Country forest preserve in Illinois, USA

The Lake Renwick Preserve is an 836 acre county forest preserve located in Will County, Illinois. It is the second largest county government owned nature preserve in Will County. The closest major town is Plainfield, Illinois. It is best known as a nesting location for herons and other wading birds.

==Features==
Lake Renwick is an artificial lake created through the adaptive reuse of a network of former quarries from which aggregates were mined for concrete used by the Chicago metropolitan area. After the quarries were closed in 1983, the areas of below-water-table elevation filled with water, and the resulting lakes were sold to the county forest preserve district and the Illinois Department of Natural Resources in 1990 for use as open space.

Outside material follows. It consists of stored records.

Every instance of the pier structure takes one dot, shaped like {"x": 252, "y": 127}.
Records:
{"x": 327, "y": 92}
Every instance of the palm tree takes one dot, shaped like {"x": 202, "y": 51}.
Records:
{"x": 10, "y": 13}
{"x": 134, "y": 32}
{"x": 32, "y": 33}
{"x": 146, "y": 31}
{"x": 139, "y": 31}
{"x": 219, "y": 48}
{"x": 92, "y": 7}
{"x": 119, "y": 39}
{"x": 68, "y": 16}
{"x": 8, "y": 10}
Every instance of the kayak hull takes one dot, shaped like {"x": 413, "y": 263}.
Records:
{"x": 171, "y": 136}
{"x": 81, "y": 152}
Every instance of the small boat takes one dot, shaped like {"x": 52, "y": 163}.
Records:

Lake Renwick, because of its location, depth, and the fertility of its fishery, is especially adapted to serve as a breeding location for wading birds. Unlike many Illinois lakes, this body of water has a gravel bottom, not mud. According to the Illinois Audubon Society, the heron rookery located within the lake is "by far the most valuable rookery in all of Illinois ... a site of outstanding statewide significance."

Bird lovers have constructed a series of artificial nesting structures on a network of small islets within one of the lakes. The lake complex draws great blue herons, great egrets, black-crowned night herons, double-crested cormorants, and cattle egrets.

==The park today==
Lake Renwick Preserve is located southeast of Plainfield, Illinois, on U.S. Highway 30. Unsupervised visitation by the public to most of the preserve is banned from March until mid-August to prevent disturbance to nesting birds. The public is welcomed to a dedicated birdwatching area, the Copley Nature Park, year around, and is welcomed to the entire preserve from mid-August until the end of February.

During the non-nesting months, the public often uses a 2.9-mile (4.6 km) system of trailways throughout the preserve area, the Lake Renwick Bikeway. The Bikeway reuses a system of railroad spur-line-rights of ways, lake isthmuses, and truck paths once used to remove and haul out the aggregates quarried from the lake basins. The Bikeway provides access to various spots used for bank fishing.

During the nesting months, those interested in supervised birdwatching are urged to make prior arrangements with the Forest Preserve District and its guides. Nesting activities are described as reaching their peak in June, as the wading birds teach their young how to catch fish.

A 320 acre parcel of the Lake Renwick Preserve, comprising most of Lake Renwick itself, was listed in 1992 as an official nature preserve of the state of Illinois.